[repo-coord] Repo information inside rpm?
Dag Wieers
dag at wieers.com
Fri Aug 13 19:03:36 CEST 2004
On Fri, 13 Aug 2004, Morten Kjeldgaard wrote:
> (1) put this in your .rpmmacros file (one line):
>
> %distribution *url=%{repo} dist=%{dist} rel=%{rel} lang=%{?lang} arch=%{arch}
> comp=%{comp}*
>
> (2) in the beginning of each .spec file, put something like the following:
>
> #----------------------------------
> %define repo http://blablabla
> %define dist fedora
> %define rel 1
> %define arch i386
> %define comp testing
> #----------------------------------
Ok, I have some more remarks.
+ Why would you put the language in there ?

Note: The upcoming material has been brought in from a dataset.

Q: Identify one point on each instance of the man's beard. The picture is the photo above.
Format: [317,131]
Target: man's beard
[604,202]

+ Why would you put the architecture in there ? It's already part of the
package.
+ What is the comp supposed to mean, and if it means component or a
seperate repository, it would mean you can't move it later without
rebuilding ?
Also, we are already using %dist for the visible disttag being rh8, fc2
or el3. The real release however adds a number to the release like: 0.rh8,
1.el3 and 1.fc2.
> Note: the values must reflect the unix path in the repo! (OBS! %dist has
> nothing to do with the %disttag sometimes discussed on the list!!)
>
> > From this example, we would get a string in the Distribution tag:
>
> *url=http://blablabla dist=fedora rel=1 lang= arch=i386 comp=testing*
>
> Using the attached python snippet, this will parse into:
>
> rpm http://blablabla fedora/1//i386 testing
>
> which works as a sources.list file. Hehehe ;-)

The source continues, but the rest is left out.